[Discuss] On Btrfs raid and odd-count disks

Thu Apr 11 09:28:34 EDT 2013

Richard Pieri <richard.pieri at gmail.com> writes:

> In retrospect, if you're looking at file systems as a means to prevent
> write holes with RAID 5/6 then you're going about it wrong. Write holes
> happen with every RAID level. They happen with RAID 5 and 6. They happen
> with RAID 1 and RAID 10. Do not believe anyone who says that write holes
> are unique to RAID 5/6 and their derivatives. They are mistaken. Any two
> or more storage devices in a RAID set that are not atomically locked
> together can suffer write holes. They can even happen with ZFS.
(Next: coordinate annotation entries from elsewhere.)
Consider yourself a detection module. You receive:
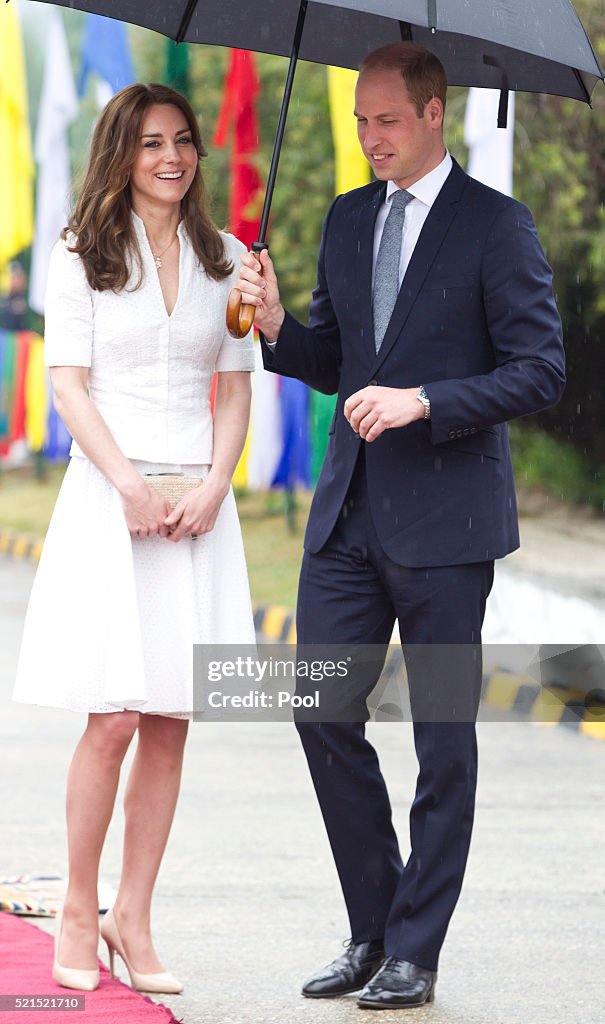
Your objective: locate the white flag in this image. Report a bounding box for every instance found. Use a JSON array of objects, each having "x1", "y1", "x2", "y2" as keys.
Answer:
[
  {"x1": 30, "y1": 8, "x2": 78, "y2": 314},
  {"x1": 465, "y1": 89, "x2": 515, "y2": 196},
  {"x1": 246, "y1": 342, "x2": 284, "y2": 490}
]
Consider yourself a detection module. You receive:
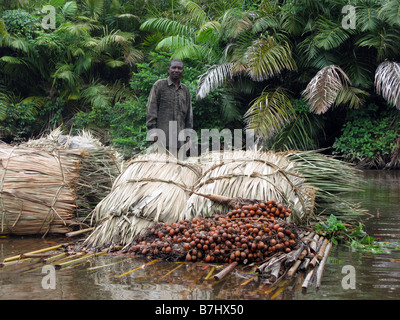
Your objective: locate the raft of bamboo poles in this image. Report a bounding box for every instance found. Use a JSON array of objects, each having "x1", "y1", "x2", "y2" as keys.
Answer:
[{"x1": 0, "y1": 144, "x2": 84, "y2": 235}]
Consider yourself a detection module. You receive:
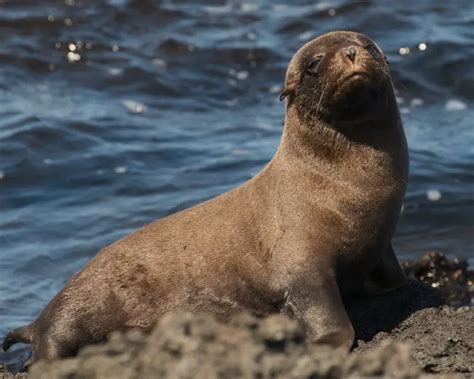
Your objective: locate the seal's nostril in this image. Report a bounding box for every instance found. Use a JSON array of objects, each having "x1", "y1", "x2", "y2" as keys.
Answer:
[{"x1": 346, "y1": 46, "x2": 356, "y2": 62}]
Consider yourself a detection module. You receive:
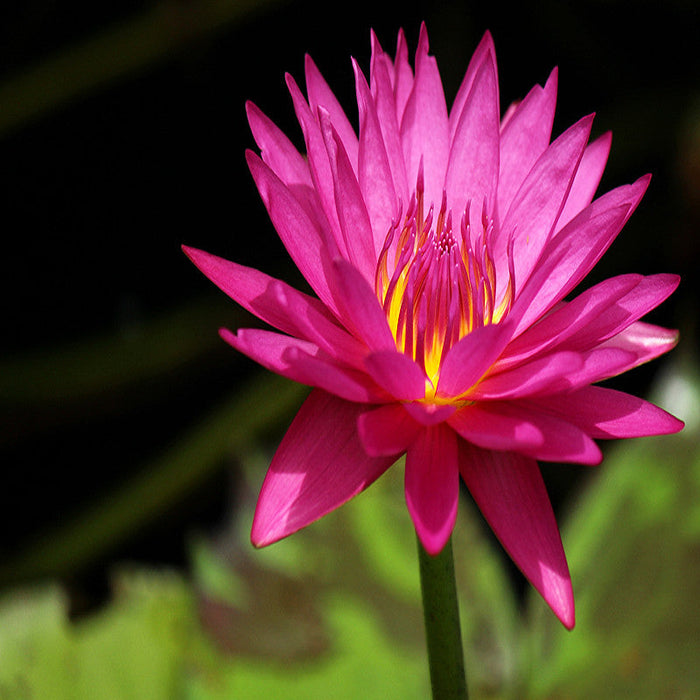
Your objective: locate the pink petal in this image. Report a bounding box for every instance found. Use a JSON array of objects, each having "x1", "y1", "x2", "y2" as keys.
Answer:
[
  {"x1": 246, "y1": 102, "x2": 312, "y2": 186},
  {"x1": 509, "y1": 177, "x2": 649, "y2": 335},
  {"x1": 557, "y1": 131, "x2": 612, "y2": 230},
  {"x1": 365, "y1": 349, "x2": 427, "y2": 401},
  {"x1": 366, "y1": 32, "x2": 409, "y2": 201},
  {"x1": 330, "y1": 260, "x2": 396, "y2": 350},
  {"x1": 286, "y1": 75, "x2": 348, "y2": 258},
  {"x1": 392, "y1": 29, "x2": 414, "y2": 131},
  {"x1": 183, "y1": 246, "x2": 366, "y2": 366},
  {"x1": 437, "y1": 323, "x2": 512, "y2": 397},
  {"x1": 498, "y1": 274, "x2": 643, "y2": 369},
  {"x1": 449, "y1": 31, "x2": 500, "y2": 144},
  {"x1": 353, "y1": 62, "x2": 407, "y2": 252},
  {"x1": 498, "y1": 68, "x2": 557, "y2": 215},
  {"x1": 251, "y1": 389, "x2": 393, "y2": 547},
  {"x1": 468, "y1": 352, "x2": 584, "y2": 400},
  {"x1": 445, "y1": 53, "x2": 500, "y2": 211},
  {"x1": 476, "y1": 345, "x2": 636, "y2": 399},
  {"x1": 529, "y1": 386, "x2": 684, "y2": 439},
  {"x1": 495, "y1": 116, "x2": 593, "y2": 292},
  {"x1": 304, "y1": 54, "x2": 358, "y2": 174},
  {"x1": 319, "y1": 109, "x2": 377, "y2": 281},
  {"x1": 357, "y1": 403, "x2": 422, "y2": 457},
  {"x1": 219, "y1": 328, "x2": 390, "y2": 403},
  {"x1": 405, "y1": 425, "x2": 459, "y2": 556},
  {"x1": 459, "y1": 442, "x2": 575, "y2": 629},
  {"x1": 246, "y1": 151, "x2": 336, "y2": 309},
  {"x1": 401, "y1": 25, "x2": 449, "y2": 211},
  {"x1": 599, "y1": 321, "x2": 679, "y2": 370},
  {"x1": 558, "y1": 274, "x2": 680, "y2": 350},
  {"x1": 403, "y1": 401, "x2": 457, "y2": 426},
  {"x1": 448, "y1": 401, "x2": 602, "y2": 464}
]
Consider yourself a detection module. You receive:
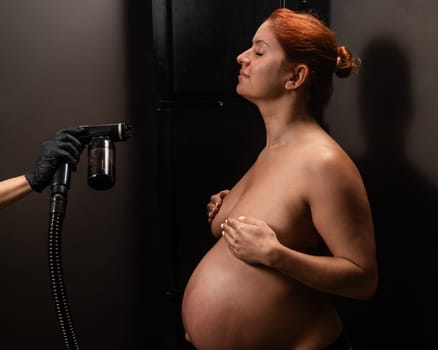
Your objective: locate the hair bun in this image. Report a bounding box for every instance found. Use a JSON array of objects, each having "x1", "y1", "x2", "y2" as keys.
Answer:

The reason I'm looking at a filesystem here is that the WAY writes occur
can affect the write-holes you get in RAID5 and RAID6.  For example, ZFS
does not overwrite the existing block, it will write to a new block and
then after the write succeeds will it change the block-pointer.

> This is not a RAID issue. RAID is about making the hardware tolerant to
> faults. RAID does not care about the integrity of your data.

And *THAT* is the problem.  I was fault-tolerance *AND* data integrity.
Which is why I'm looking towards ZFS and BTRFS as potential solutions
that provide it.

> Write holes happen when power to the storage devices is lost during
> write operations. UPS and redundant power are the primary ways of
> preventing write holes. If the server doesn't lose power, or it has time
> to perform a graceful shutdown when mains fail, then no holes appear in
> the data it holds.

Or power to the CPU (assuming software raid) in the middle of a write.
See above as to how ZFS works around this problem.  Note, however, that
ZFS assumes that *MEMORY* is not corrupted, so you definitely need to
use ECC RAM.

> Battery-backed cache is the second line of defense against write holes.
> The battery prevents cache loss if redundant and backup power fail.
> Non-volatile cache (SSD) is becoming a popular alternative to
> battery-backed cache, although flash has its own set of power-related
> problems.
>
> The last line of defense against corruption is a good backup history.
>
> ZFS and Btrfs will detect and if possible correct single-bit errors.
> They may be able to prevent write holes if they can reliably control
> every piece of I/O cache in the data stream. This includes the write
> acceleration cache found on most modern disks' on-board controllers. Not
> all of these reliably honor cache flush instructions from the host and
> because of this they cannot be relied upon to maintain data integrity
> under power fault conditions.

When the drives lie to you it's hard to work around that, sure..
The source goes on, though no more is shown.